We start with PRCP percipitation as dependent variable Y. The null hypothesis is that elevation has no impact on PRCP. The result of regression is shown in table below:

The coefficient shows as 0.0006, meaning that one unit of increase of elevation will result in 0.0006 unit of increase in percipitation.

   T-statistics is 10.0 and P-value is 0.000, which is strong evidence of statistical significance. Given that, we reject the null hypothesis and conclude that there is statistical significance to support that elevation has positive impact on percipitation.
However, note that R-square is 0.0331, meaning that this model can only explain 3.31% of the entire population.

![prcpreg.pdf](r_figures/prcpreg.pdf)

##### Regression on Elevation (X) and SNWD (Y)

We then use SNWD--snow depth-- as dependent variable Y. The null hypothesis is that elevation has no impact on snow depth. The result of regression is shown in table below:

The coefficient shows as 0.0001, meaning that one unit of increase of elevation will result in 0.0001 unit of increase in snow depth.

   T-statistics is 24.9 and P-value is 0.000, which is strong evidence of statistical significance. Given that, we reject the null hypothesis and conclude that there is statistical significance to support that elevation has positive impact on snow depth.
   
Also note that R-square is 0.2272, meaning that this model can explain 22.72% of the entire population; this ratio has been much higher than in models for temperature variables.

![snwdreg.pdf](r_figures/snwdreg.pdf)

##### Regression on Elevation (X) and SNOW (Y)

Finally, we use SNOW as dependent variable Y. The null hypothesis is that elevation has no impact on snow. The result of regression is shown in table below:

The coefficient shows as positive 0.000, meaning that one unit of increase of elevation will result in increase in snow, however the effect is very minimal.

   T-statistics is 32.87 and P-value is 0.000, which is strong evidence of statistical significance. Given that, we reject the null hypothesis and conclude that there is statistical significance to support that elevation has positive impact on snow.
   
Also note that R-square is 0.3305, meaning that this model can explain 33.05% of the entire population.

![snowreg.pdf](r_figures/snowreg.pdf)



### Conclusion 

In general the climate in San Jose/Bay Area is Mediterranean climate with rare snows and mild temperatures. The PCA analysis and Regression analysis were performed to examine the weather data in general in order to find effects and patterns.

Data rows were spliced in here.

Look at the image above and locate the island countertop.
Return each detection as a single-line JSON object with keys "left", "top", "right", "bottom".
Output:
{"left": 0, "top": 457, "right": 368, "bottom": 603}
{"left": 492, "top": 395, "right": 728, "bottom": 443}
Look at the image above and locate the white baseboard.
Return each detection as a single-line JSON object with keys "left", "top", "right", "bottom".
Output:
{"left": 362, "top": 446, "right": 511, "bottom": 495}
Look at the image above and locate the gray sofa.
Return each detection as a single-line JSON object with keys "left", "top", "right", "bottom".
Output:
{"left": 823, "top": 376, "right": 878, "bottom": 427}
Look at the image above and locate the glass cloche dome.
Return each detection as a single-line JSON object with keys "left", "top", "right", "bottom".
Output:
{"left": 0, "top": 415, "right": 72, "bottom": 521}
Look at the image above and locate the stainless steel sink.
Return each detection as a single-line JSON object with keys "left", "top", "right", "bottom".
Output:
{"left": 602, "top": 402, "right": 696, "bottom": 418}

There are six variables included in this analysis as target-- three temperature variables (TMIN, TMAX, TOBS) and three weather variables (PRCP, SNOW, SNWD).

PCA analysis is very helpful in analyzing temperature related factors such as TMIN, TMAX and TOBS. Especially for TOBS, we were able to get more than 60% of variance explained by the top 5 eigen-vectors, within which the top eigen-vector alone explained 50% of the variance. However, PCA analysis didn't show much strength in explaining weather related variables such as PRCP, SNOW or SNWD.

On the other hand, we used Linear Regression analysis (OLS method) on all six variables to find out what's the impact of elevation on each of them. We found that elevation has statistically significant (positive or negative) impact on five out of the six variables (TMIN is the only one not significant). However, even though the p-values and t-statistics strongly support statistical significance on the models, all three of the temperature models do not have a good representation of the entire data with low R-squared values. On the other hand, three weather variables all show strong statistical significance that support the effect of elevation on each of them; especially for SNOW, the R-Square was also able to explain at least one third of the entire data.